Cenaze namazı kısmına geldiğimizde camii gayet boştu. Babamdan başka kimse o
Çarşamba ikindisi orta büyüklükteki ege şehrimizde – egemizin incisinde-
defnedilmiyordu. Ve bu düşük bir olasılıktı. Başkası söylese imkansız derdim
ama yaşadığım hiçbir şeye imkansız demem.
Uyduk imama ve cenaze
namazına başladık. Oradaki güvenlikten, temizlik şirketinden gelenlerle beraber
bir desteyi aşan ama düzineye ulaşmayan tek sıra bir saf oluşturduk. Cenaze
namazını kılmayı bilmiyordum. Öyle ortama uyum saplamaya çalıştım. Baktım dedem
de bilmiyor; hiç şaşırmadım.
Sırtladık babamın
tabutunu ve cenaze arabasına götürdük. Ben, dedem ve annem cenaze arabasının
önüne sığıştık ve yine hiç konuşmadan mezara doğru yol almaya başladık. Caminin
avlusunda kimse yoktu ama mezarın çevresi çakılı kalabalıktı. Cenaze arabası
durunca arabaya doğru yürümeye başlayan en az üç yüz insan vardı; bilemiyorum
belki iki yüz. Çoklardı işte anlayın. Sayacak halim yoktu. Şaşkınlık, korku,
hüzün, sahipsizliğin verdiği yalnızlık; adamları mı saysaydım. Evet çoğu
adamdı. Birkaç kadın vardı, yok değildi ama çok azdı.
Babamın tabutunun
başında gittiler ve babamı omuzladılar. Hiçbiri konuşmuyordu. İmam geldi
arkadan, imama yol verdiler ama vermediler. Yok saydılar adamı. Ben imamın
yerinde olsam kaçardım. Babamın cenazesi olmasa yine kaçardım. Feci bir
sessizlik vardı. Sadece ayak sesleri ve arada duyulan kesik öksürükler.
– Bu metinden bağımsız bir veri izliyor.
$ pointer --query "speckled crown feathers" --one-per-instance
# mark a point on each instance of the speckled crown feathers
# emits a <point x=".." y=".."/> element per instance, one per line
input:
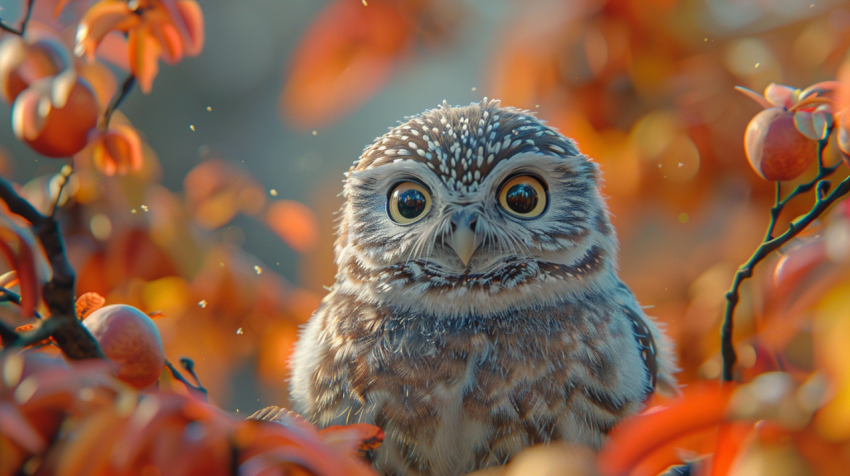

Konuşmak dürtüdür aslında ama kimsenin ağzından tek kelime çıkmıyordu.
Bir anda kendimi imamın
yanında buldum. İmam yine okuyama başladı, mır mır mır… Mezara indim. Babamı
tabuttan çıkartıp kollarıma verdiler, kefenlenmiş babamı sararken elim sol
böğrüne gelince babamın kolunun olmadığını bir kez daha hatırladım. Sanırım
babama daha önce iç sarılmamıştım ama hikayenin ana unsuru Türk aile yapısında
ataerkil bir alışkanlık ve zorunluluk olarak gelen otoritenin sevgiyi
dizginlemesi ve boğması falan değil. O kısma girmiyorum.
Kollarımda babam, ölü
ağır oluyor derken babamın kefenlenmiş başına kırmızı patlamış bir balon düştü,
ipiyle birlikte.
O an babamdan yediğim o
ilk sağ kroşe geldi –bkz: ilk paragraf. O kadar da hikayeden kopmuş olamazsın.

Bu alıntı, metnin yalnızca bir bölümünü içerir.